George wasn’t going anywhere. He was born here and he’d die here. He wasn’t really much for socializing anyway so it mattered none to him that Lawerence and June were packing up to move to Gallup.
They weren’t the first to head out after things started falling apart. In fact, they were the last. Well, except for George. George was now the last man left in town.
It was a little funny how the tourists started coming sometime after. At first they were stopping to see if the gas station was still open. It wasn’t.
Then they were stopping overnight on the side of the road, figuring no one would mind. He didn’t.
But then they started to wander. And George didn’t really know how he felt about that. It was his town now. And he considered himself the protector.
So George started thinking up some sort of plan. How would he get people to go away and leave him alone?
He had found some old VHS tapes left in the convenience store and started watching them. One of them was pretty creepy. It was about a town with a family of freaks that were the only inhabitants.
And that’s when George formulated his plan.

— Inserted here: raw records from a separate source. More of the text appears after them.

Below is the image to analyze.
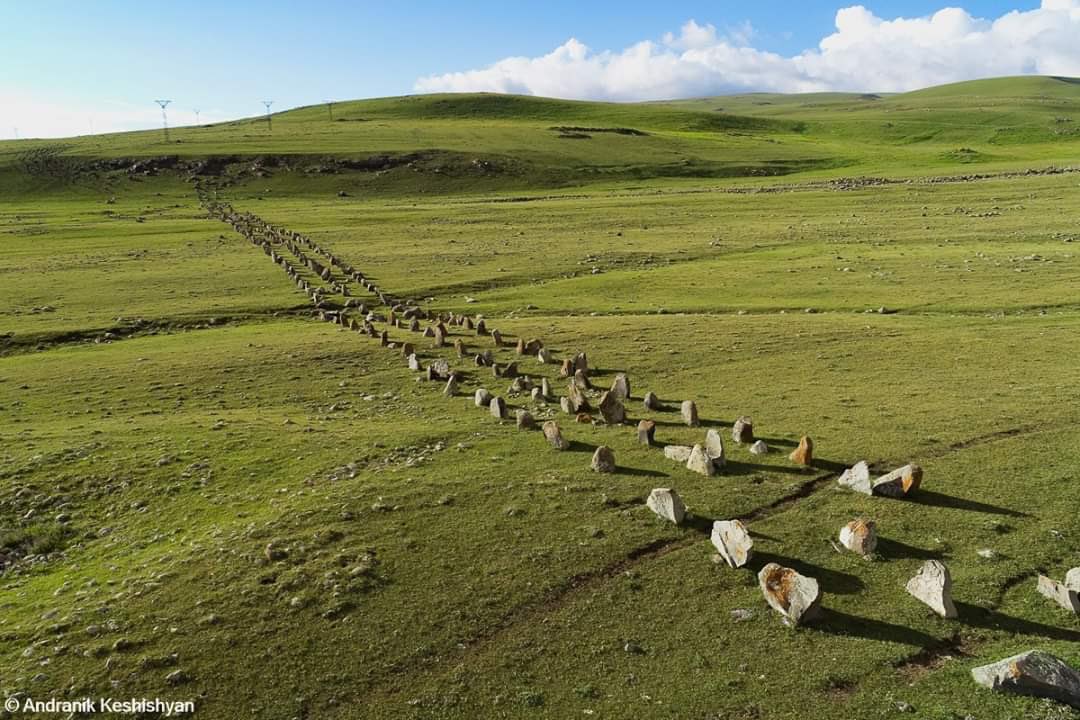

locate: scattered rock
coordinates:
[757,562,821,625]
[731,416,754,444]
[681,400,701,427]
[873,462,922,498]
[788,435,813,467]
[543,420,570,450]
[971,650,1080,709]
[710,520,754,568]
[645,488,686,525]
[907,560,958,617]
[592,445,615,473]
[840,518,877,557]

There were a few buildings the tourists always flocked to and the Baptist church was one of them. So he set everything up. He planted the evidence to suggest there was something strange going on here. He planted all kinds of “evidence” and left it alone. After all, he really just wanted to scare people from coming around any more.
But it didn’t work out. In fact, George’s plan backfired. People got word of the mysterious findings and started flocking to the town.
Ghost hunters showed up with ghost detecting equipment.
News crews showed up to do stories.
And the state police came.
George took all the stuff down in the middle of the night and threw it out.
But, two days later, as George was on his usual patrol of the town, he found it all put back up, in almost the same way, in a new building on the other end of town.
Now George was the one who was scared.
It’s a ghost town…
The location has been a waypoint since the 1500’s, but it wasn’t until the first trains came through in 1902 that Cuervo, NM became a “town”. Like much of the technology we experience today, the first “boom” was short-lived and the train companies chose different locations for their cross-country routes in 1910. Without train revenue, the town continued to struggle.
In 1926, a new cross-country road came through town. It was called Route 66. But, while many towns embraced the new tourism, Cuervo failed to adapt and was little more than a gas station along the route.
The new interstate arrived in the late ’60s, delivering a crushing blow to the small town. It’s easy to say it never recovered, but did it ever truly thrive?
Today the town remains with many dwellings still standing. Almost all of them, including the two churches, are abandoned. There has been some evidence of real life horror stories happening in Cuervo. I’ll let you do the research on those. Just know the content you may find is not PG 13.